Cemil KOÇAK
1961 anayasası, 27 Mayıs öncesinde çok lâfı edilen ‘direnme hakkı’nı anayasal bir hak hâline getirdi. Onu romantik bir ifadeye büründürdü ve siyasal hayatımıza armağan etti!
Bazen yanılıyoruz; ‘direnme hakkı’nın yalnızca belirli bir siyasal gruba ait olduğu gibi bir izlenim yaratılıyor çünkü… Oysa, ‘direnme hakkı’ herkese aittir.
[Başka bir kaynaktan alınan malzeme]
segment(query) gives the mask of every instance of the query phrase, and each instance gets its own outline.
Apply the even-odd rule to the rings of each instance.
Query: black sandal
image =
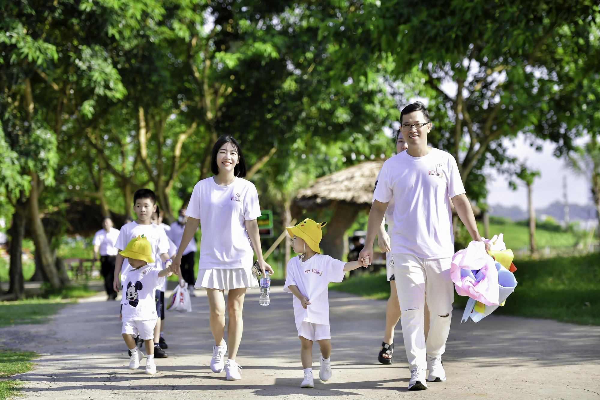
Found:
[[[388,344],[385,342],[382,342],[381,345],[383,346],[383,348],[379,352],[379,356],[377,357],[377,359],[379,360],[379,362],[382,364],[391,364],[392,362],[392,357],[394,356],[394,344]],[[383,357],[383,354],[389,354],[390,357],[389,359]]]

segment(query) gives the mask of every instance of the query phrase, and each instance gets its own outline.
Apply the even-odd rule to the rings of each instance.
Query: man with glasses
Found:
[[[383,164],[369,213],[360,257],[373,260],[373,246],[388,204],[394,199],[392,251],[402,314],[402,334],[408,358],[409,390],[427,389],[425,380],[446,380],[442,354],[450,332],[454,287],[450,261],[454,254],[451,200],[474,240],[481,241],[458,172],[449,154],[430,147],[432,124],[421,102],[400,113],[401,132],[408,149]],[[486,248],[489,249],[486,243]],[[425,294],[431,313],[429,333],[423,327]]]

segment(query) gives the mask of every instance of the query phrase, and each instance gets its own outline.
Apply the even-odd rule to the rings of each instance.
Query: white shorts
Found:
[[[154,327],[156,326],[156,320],[145,320],[143,321],[124,321],[123,329],[121,333],[127,333],[137,336],[142,340],[150,340],[154,338]]]
[[[304,321],[298,327],[298,336],[302,336],[308,340],[323,340],[331,339],[329,332],[329,326],[322,324],[313,324]]]

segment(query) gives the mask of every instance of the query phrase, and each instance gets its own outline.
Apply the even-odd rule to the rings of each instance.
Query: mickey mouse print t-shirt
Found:
[[[127,271],[123,284],[123,305],[121,313],[124,321],[155,320],[155,288],[158,281],[159,270],[150,265]]]
[[[254,252],[245,223],[260,216],[252,182],[236,178],[221,186],[212,177],[202,179],[194,187],[185,215],[200,219],[199,268],[252,267]]]
[[[322,325],[329,324],[329,298],[327,285],[331,282],[341,282],[344,279],[346,263],[329,255],[315,254],[302,262],[295,257],[287,263],[287,278],[284,291],[291,293],[289,287],[295,285],[310,303],[306,309],[300,300],[294,296],[294,318],[296,327],[304,322]]]

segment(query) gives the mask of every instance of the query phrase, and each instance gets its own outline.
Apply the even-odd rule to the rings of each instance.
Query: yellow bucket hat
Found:
[[[150,256],[152,254],[152,246],[148,239],[144,235],[134,237],[129,241],[127,246],[119,254],[125,258],[142,260],[146,263],[154,263],[154,260]]]
[[[319,224],[310,218],[306,218],[301,222],[295,227],[286,227],[287,233],[293,237],[295,234],[306,242],[308,247],[313,251],[316,251],[319,254],[321,254],[321,249],[319,248],[319,243],[323,237],[323,232],[321,228],[325,226],[327,222]]]

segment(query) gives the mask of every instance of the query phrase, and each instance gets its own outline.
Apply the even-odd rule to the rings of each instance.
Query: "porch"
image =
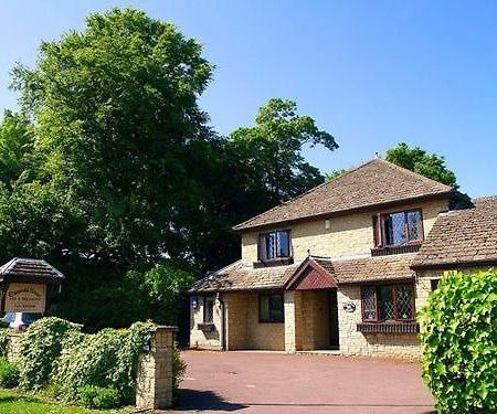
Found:
[[[336,289],[230,293],[224,349],[338,350]]]

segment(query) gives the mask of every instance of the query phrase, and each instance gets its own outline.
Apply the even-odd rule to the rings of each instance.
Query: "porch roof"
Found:
[[[415,254],[330,259],[307,257],[298,265],[253,268],[235,262],[197,282],[189,293],[263,289],[324,289],[345,284],[414,278]]]
[[[338,285],[345,285],[414,278],[410,268],[414,257],[415,254],[401,254],[335,261],[316,258],[316,262],[335,276]]]
[[[297,267],[298,265],[253,268],[235,262],[197,282],[189,291],[282,289]]]
[[[45,261],[14,257],[0,267],[0,282],[61,284],[65,276]]]

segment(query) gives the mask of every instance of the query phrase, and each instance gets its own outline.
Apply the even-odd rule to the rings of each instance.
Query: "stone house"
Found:
[[[242,258],[191,288],[190,346],[415,359],[447,269],[497,264],[497,197],[373,159],[234,227]]]

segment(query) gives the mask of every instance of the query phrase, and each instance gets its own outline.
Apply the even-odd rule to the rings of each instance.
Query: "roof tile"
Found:
[[[233,229],[263,227],[451,191],[448,185],[382,159],[373,159]]]

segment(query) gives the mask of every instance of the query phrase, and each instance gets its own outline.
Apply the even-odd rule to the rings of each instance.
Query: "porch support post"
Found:
[[[296,329],[295,329],[295,290],[285,290],[285,351],[294,353],[297,351]]]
1961 anayasasının başlangıç metninde şu ifadeye yer verilmişti: “Tarihi boyunca bağımsız yaşamış, hak ve hürriyetleri için savaşmış olan; anayasa ve hukuk dışı tutum ve davranışlarıyla meşrûluğunu kaybetmiş bir iktidara karşı direnme hakkını kullanarak, 27 Mayıs 1960 Devrimi’ni yapan Türk milleti…” Şimdi öncelikle vurgulamamız gereken nokta; 1961 anayasasının bu romantik ifadesinin yer aldığı girişin, anayasa metninden sayıldığıdır. Bu sûretle, anayasa yapıcıları olan 27 Mayısçılar, gerek darbenin ve gerekse yeni anayasanın meşrûluğunu ve haklılığını ortaya koymaya çalışıyorlardı.
Dahası, yine başlangıç metnine; “Türkiye Cumhuriyeti Kurucu Meclisi tarafından hazırlanan bu anayasayı kabul ve ilân ve onu, asıl teminatın vatandaşların gönüllerinde ve iradelerinde yer aldığı inancı ile, hürriyete, adalete ve fazilete aşık evlâtlarının uyanık bekçiliğine emanet eder.” cümlesinin de eklemesi tercih edilmişti. Bu iki cümle, siyasal hayatta, yeni anayasının ve iktidarın savunucuları olarak, “uyanık bekçiler” vurgusuna kapı aralamıştı bile… Günümüzde de ‘uyananlar’ ile ‘uyanamayanlar’ ayrımına alışık olanlar için, ‘bu ayrımın keskin bir politik analiz’ oluşturmadığı söylenebilir.
O hak, bize aittir
Şimdi gelelim, işin inceliğine… 27 Mayısçılar, bugün artık pek az kişinin hatırlayacağı bir anayasa değişikliğini sadece iki hafta içinde gerçekleştirmişlerdi bile… Bu yeni; ya da o zamanki ifadesiyle ‘geçici anayasa’ya
göre; “İktidar partisi idarecileri tarafından anayasanın çiğnenmesi, Türk milletinin bütün fert ve insanlık hak ve hürriyetlerinin ve masuniyetlerinin ortadan
kaldırılması, muhalefet murakabesi işlemez hale getirilerek, tek parti diktatoryası kurulmak suretiyle, Türkiye Büyük Millet Meclisi
fiilen bir parti grubu durumuna düşürülmüş ve meşruluğunu kaybetmişti. Ordu Dahili Hizmet Kanunu’nun 34. maddesi ile; “Türk
yurdunu ve Teşkilâtı Esâsîye Kanunu ile tâyin edilmiş olan Türk Cumhuriyetini kollamak ve korumak” vazifesi kendisine verilmiş olan Türk ordusu, vatandaşı birbirine düşürmek suretiyle, Türk vatanını ve millî varlığı tehlikeye koymuş olan eski iktidara karşı bu mukaddes kanunî vazifesini yerine getirmek ve hukuk devletini yeniden kurmak için, Türk milleti adına harekete geçerek, milleti temsil vasfını kaybetmiş olan meclisi dağıtıp; iktidarı, geçici olarak, Millî Birlik Komitesi’ne emanet etmiştir.” 12 Haziran 1960 tarihinde kabul edilen bu ‘geçici’ anayasa, daha sonra çıkarılan bir yasayla ‘geçici’ olmaktan da çıkarıldı.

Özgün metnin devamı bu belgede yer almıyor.